Let $P_n$ be the sequence of prime numbers, where $P_0=2$.
Given $m\in\mathbb{N}$, how can we construct $f(x)$ such that:
$\displaystyle\forall{0}\leq{i}\leq{m}:f(i)=P_i$
$\displaystyle\int\limits_{0}^{m}f(x)=\sum\limits_{i=0}^{m}P_i$
For example, given $m=2$, how can we construct $f(x)$ such that:
$f(0)=2,f(1)=3,f(3)=5$
$\displaystyle\int\limits_{0}^{2}f(x)=2+3+5=10$
Answers for specific values of $m$ will also be appreciated.
It's pretty easy to do if you take a piecewise defined function.
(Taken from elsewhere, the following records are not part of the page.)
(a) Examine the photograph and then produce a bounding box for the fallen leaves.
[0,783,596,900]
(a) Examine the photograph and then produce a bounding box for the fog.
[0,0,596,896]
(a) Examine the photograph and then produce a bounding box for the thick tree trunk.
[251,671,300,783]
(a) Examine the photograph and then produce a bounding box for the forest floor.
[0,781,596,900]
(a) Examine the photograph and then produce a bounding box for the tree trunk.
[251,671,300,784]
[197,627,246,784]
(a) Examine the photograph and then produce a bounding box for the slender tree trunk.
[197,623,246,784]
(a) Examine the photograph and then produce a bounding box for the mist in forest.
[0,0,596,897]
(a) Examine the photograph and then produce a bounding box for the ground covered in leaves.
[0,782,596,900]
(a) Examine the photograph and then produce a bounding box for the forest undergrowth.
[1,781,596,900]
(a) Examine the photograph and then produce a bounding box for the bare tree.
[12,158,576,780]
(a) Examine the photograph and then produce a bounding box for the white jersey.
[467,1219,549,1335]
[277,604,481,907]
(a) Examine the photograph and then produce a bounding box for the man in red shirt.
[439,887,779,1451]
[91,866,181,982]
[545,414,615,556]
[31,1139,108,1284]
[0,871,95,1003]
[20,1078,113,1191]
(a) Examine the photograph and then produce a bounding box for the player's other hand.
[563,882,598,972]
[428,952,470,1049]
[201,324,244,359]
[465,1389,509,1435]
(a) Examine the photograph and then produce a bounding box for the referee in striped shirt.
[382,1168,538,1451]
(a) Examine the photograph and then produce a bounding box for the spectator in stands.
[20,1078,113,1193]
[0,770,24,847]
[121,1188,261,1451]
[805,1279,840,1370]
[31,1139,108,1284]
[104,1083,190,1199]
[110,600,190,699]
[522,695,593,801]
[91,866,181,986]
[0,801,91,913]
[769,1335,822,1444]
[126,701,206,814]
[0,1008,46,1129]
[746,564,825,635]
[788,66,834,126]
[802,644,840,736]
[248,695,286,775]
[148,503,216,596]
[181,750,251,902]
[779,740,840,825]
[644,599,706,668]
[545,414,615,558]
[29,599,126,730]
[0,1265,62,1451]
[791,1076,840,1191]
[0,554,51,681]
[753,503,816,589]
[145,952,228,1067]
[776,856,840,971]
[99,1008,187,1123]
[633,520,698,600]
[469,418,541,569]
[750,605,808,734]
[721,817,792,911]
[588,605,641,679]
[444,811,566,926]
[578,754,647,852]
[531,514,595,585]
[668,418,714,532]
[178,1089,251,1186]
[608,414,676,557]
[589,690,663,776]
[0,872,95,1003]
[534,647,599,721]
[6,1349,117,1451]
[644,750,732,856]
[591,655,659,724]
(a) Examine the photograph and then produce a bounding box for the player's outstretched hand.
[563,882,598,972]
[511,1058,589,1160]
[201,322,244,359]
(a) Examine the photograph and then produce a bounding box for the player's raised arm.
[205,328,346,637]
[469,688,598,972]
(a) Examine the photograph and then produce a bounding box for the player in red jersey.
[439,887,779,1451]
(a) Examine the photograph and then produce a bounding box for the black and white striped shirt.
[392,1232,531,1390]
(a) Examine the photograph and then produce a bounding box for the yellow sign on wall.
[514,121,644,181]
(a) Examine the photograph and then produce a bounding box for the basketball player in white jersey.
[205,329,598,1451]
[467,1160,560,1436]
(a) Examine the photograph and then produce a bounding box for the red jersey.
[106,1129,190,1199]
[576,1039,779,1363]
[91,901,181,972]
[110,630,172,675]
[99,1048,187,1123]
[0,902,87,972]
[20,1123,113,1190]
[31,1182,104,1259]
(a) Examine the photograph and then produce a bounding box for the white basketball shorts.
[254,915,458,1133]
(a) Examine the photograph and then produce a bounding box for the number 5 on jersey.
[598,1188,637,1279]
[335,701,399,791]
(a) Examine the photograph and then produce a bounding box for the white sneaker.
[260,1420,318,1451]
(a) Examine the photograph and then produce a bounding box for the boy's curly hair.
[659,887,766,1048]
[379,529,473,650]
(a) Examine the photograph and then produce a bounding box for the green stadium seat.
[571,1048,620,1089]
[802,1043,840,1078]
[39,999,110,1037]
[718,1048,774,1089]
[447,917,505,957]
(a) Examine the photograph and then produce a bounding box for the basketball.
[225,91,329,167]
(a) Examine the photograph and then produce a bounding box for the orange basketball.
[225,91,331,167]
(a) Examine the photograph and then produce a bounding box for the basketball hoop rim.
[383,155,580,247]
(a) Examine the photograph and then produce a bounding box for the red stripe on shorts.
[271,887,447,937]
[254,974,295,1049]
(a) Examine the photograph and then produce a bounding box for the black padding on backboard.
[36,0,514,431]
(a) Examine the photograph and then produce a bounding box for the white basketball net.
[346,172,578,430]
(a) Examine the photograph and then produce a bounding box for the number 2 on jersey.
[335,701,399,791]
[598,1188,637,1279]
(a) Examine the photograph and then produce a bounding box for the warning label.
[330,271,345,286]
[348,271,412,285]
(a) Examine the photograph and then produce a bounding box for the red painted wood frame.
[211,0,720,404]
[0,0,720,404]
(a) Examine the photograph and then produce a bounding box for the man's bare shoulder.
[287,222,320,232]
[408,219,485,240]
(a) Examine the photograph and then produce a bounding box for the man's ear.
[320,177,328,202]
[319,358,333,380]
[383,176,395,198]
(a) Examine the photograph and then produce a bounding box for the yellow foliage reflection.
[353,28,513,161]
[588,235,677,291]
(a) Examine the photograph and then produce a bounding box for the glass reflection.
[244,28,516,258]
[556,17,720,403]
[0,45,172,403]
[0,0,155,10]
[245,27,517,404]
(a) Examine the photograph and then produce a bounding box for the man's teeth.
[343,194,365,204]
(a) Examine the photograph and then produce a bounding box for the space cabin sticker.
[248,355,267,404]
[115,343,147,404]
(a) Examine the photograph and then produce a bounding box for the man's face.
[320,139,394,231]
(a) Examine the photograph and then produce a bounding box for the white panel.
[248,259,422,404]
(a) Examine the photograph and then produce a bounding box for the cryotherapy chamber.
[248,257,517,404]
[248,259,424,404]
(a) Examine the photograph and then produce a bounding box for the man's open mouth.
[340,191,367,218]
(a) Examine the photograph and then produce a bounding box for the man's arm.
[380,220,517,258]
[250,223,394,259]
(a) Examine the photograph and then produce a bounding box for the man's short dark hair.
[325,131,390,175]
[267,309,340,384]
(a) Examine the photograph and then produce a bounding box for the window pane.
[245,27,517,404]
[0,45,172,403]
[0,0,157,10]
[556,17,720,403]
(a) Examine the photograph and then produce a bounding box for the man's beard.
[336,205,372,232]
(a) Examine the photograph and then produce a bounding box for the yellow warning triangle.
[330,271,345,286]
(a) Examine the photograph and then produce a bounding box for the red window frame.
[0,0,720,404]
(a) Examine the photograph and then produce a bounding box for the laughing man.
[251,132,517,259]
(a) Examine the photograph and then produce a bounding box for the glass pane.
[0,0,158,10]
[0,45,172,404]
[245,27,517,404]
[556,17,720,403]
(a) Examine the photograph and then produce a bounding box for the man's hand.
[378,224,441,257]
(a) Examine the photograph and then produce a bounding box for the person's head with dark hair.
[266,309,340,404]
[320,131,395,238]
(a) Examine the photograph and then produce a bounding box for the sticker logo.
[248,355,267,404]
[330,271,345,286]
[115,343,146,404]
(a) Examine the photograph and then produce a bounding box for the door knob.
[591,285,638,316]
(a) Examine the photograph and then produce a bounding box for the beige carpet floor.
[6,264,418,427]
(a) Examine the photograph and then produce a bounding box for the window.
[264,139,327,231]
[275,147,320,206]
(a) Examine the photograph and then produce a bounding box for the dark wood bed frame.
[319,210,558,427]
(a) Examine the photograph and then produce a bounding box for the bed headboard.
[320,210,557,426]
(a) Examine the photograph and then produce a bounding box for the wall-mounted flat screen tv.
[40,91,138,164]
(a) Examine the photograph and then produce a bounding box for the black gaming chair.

For example you could define:
$$f(x)= \begin{cases} 2, &\text{if } x\in (-\infty,0]\\ 7-4x, &\text{if } x\in (0,1]\\ P(i), &\text{if } x\in (i-1,i] \text{ for } i\geq2. \end{cases} $$
The only "problem" here seems to be the start, since it requires $\int_0^1f(x)dx=2+3=5$ and $f(1)=3$, so we cannot simply work with a constant function. But $7-4x$ has an average value of 5 for $0\leq x\leq 1$, so the integral condition is fulfilled.
For $x>1$ the integral behaves like a sum for natural values of $x$: since the function is constant in every interval of length 1 you simply add a rectangle with height $f(x)=P(i)$ to the integral.
It get's more complicated, if you want a continuous or even continuous differentiable function. Then you could use splines or trigonomic functions which have the property that for $x\in (i-1,i]$ the average function value is equal to $P(i)$.